Als Mesut Özil Anfang des Jahres zu Fenerbahçe stieß, schien das ein echter Coup zu sein. Das erste Halbjahr des Weltmeisters war dann auch aufgrund von Verletzungen und fehlender Spielpraxis eher ernüchternd. In der neuen Saison soll und muss der Edelfan nun allerdings eine prägende Rolle spielen.

Der Anfang der Vorbereitung war eher wieder schwach und die ersten Beobachter begannen bereits zu unken. In den letzten Spielen zeigte der mittlerweile 32-Jährige aber wieder nachdrücklich, warum er lange Zeit als einer der besten Zehner der Welt galt. Tolle Übersicht, gefährliche Pässe uns eine saubere Technik sorgten dafür, dass Fenerbahçe immer wieder aussichtsreich vor das gegnerische Tor kam. Diesen Özil wünschen sich die Verantwortlichen immer – und brauchen ihn auch. Für Vítor Pereiras System ist der gebürtige Gelsenkirchener eigentlich nicht prädestiniert. Die klassische Zehner-Position gibt es im Prinzip nicht und auch auf den offensiven Flügeln bevorzugt der Portugiese schnelle und abschlussstarke Akteure. Trotzdem – daran besteht kaum ein Zweifel – wird Özil gesetzt sein. Zu wertvoll ist der erklärte Fener-Anhänger auch für die Außendarstellung. "Seine" Nummer zehn bekam er nun ebenfalls zugesprochen (Mbwana Samatta wich dafür auf die weniger prestigeträchtige 15 aus) und sogar mit der Kapitänsbinde lief er zuletzt auf. Özil soll sich wohlfühlen und dann mit seiner Klasse und Erfahrung das Team tragen.

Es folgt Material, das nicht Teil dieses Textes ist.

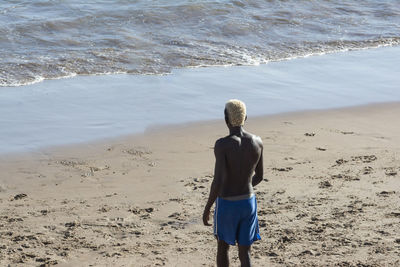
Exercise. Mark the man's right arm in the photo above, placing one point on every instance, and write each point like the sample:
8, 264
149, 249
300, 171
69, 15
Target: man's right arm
216, 183
259, 171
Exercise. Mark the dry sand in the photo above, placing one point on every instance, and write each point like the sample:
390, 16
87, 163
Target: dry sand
331, 197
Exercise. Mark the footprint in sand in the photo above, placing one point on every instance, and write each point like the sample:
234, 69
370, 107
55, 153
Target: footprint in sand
284, 169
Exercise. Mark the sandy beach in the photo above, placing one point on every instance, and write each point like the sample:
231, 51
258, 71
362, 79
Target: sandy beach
330, 196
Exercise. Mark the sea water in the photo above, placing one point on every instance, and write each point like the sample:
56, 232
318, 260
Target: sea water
159, 63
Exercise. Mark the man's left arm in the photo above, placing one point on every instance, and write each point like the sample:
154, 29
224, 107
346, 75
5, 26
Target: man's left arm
216, 183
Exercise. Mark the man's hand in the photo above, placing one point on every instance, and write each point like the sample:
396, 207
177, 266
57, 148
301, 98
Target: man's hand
206, 217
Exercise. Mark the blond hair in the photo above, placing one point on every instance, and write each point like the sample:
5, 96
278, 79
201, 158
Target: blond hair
236, 111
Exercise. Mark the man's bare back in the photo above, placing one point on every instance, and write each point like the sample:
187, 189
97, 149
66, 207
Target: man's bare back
239, 155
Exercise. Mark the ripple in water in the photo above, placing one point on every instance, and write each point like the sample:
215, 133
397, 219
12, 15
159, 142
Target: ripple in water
48, 39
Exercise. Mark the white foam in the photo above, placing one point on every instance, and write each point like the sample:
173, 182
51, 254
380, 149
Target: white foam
86, 108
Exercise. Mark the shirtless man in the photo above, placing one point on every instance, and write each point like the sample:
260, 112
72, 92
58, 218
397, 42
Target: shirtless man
238, 156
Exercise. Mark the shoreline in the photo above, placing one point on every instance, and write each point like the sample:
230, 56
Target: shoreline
331, 195
82, 109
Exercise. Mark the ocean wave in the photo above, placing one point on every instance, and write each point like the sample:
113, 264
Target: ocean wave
44, 40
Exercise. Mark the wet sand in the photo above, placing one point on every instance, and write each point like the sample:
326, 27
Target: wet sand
330, 196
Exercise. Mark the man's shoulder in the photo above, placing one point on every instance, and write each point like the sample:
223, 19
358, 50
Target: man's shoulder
255, 138
222, 141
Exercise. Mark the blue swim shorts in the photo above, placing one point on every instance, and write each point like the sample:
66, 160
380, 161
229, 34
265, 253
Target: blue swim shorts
236, 220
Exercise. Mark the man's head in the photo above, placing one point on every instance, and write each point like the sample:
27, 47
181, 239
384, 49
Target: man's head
235, 113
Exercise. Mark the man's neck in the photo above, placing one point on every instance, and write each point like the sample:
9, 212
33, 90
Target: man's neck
237, 130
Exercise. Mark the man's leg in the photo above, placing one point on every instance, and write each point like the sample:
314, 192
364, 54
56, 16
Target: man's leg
244, 256
222, 254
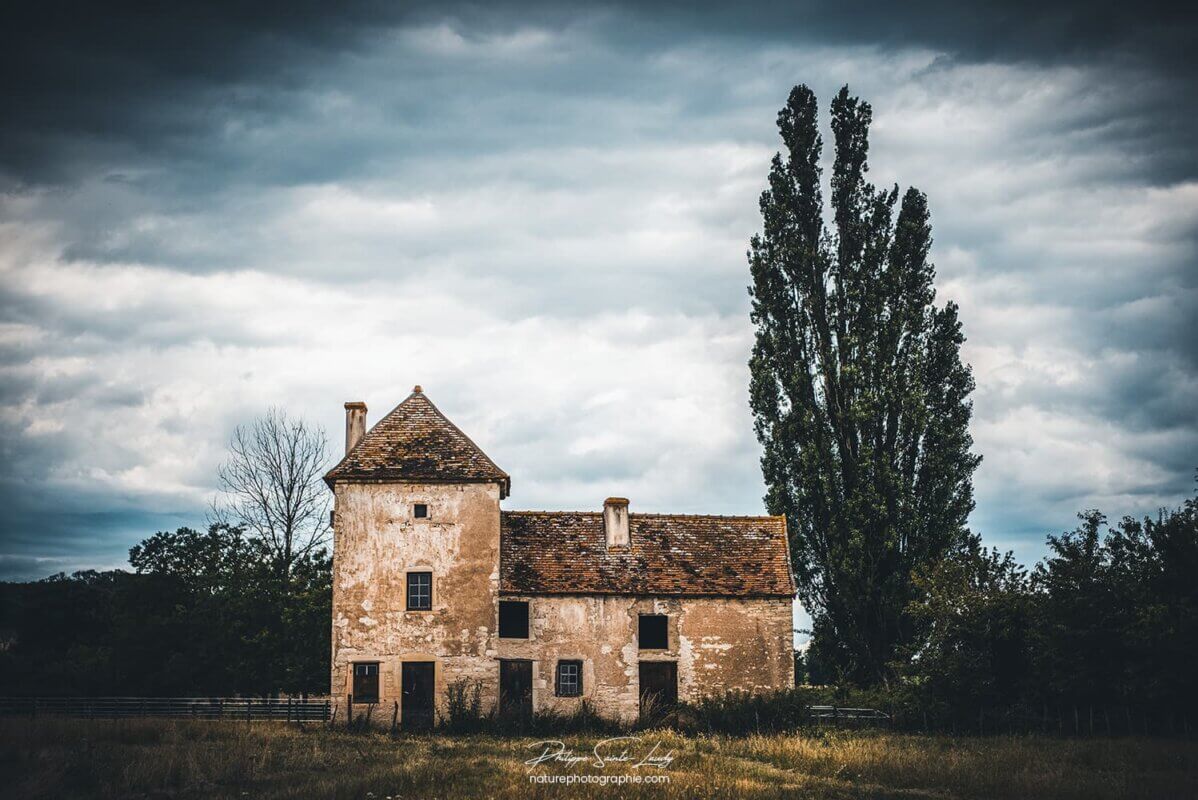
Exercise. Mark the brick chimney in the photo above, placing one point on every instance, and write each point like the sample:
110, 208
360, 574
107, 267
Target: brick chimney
615, 521
355, 424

System wird für Özil angepasst

An guten Tagen hat der Regisseur fraglos das Zeug dazu, die Süper Lig auseinander zu nehmen. Die Frage wird sein, wie häufig Özil diese Topform erreichen wird. Sein Spiel ist zwar nicht sonderlich athletisch geprägt, die lange Auszeit bei Arsenal sowie kleinere und größere Verletzungen haben ihm allerdings trotzdem merklich zugesetzt. Nun allerdings muss er funktionieren. Das gilt sowieso für die Offensive. Selbst einem teuren türkischen Nationalspieler wie İrfan Can Kahveci droht die Bank, da Özil und Pelkas (der sich nun verletzt hat) auf den Außen gesetzt sind. In der Defensive hält sich Fenerbahçes Nummer zehn traditionell auffällig zurück, so dass der Rest des Teams sein fehlendes Pressing kompensieren muss. Das wird so lange gut gehen, wie die Traumpässe und Vorlagen kommen. Bleiben die aus, wird mal wieder das streitbare Genie auf dem Prüfstand stehen und die Kritiker kommen aus ihrer Deckung. Die kommende Saison wird zeigen, was Özil Fenerbahçe abseits von Prestige, Aufmerksamkeit und Trikotverkäufen bieten kann. Die letzten Spiele deuten jedenfalls an, dass der Weltmeister bereit ist, es allen Zweiflern noch einmal zu zeigen.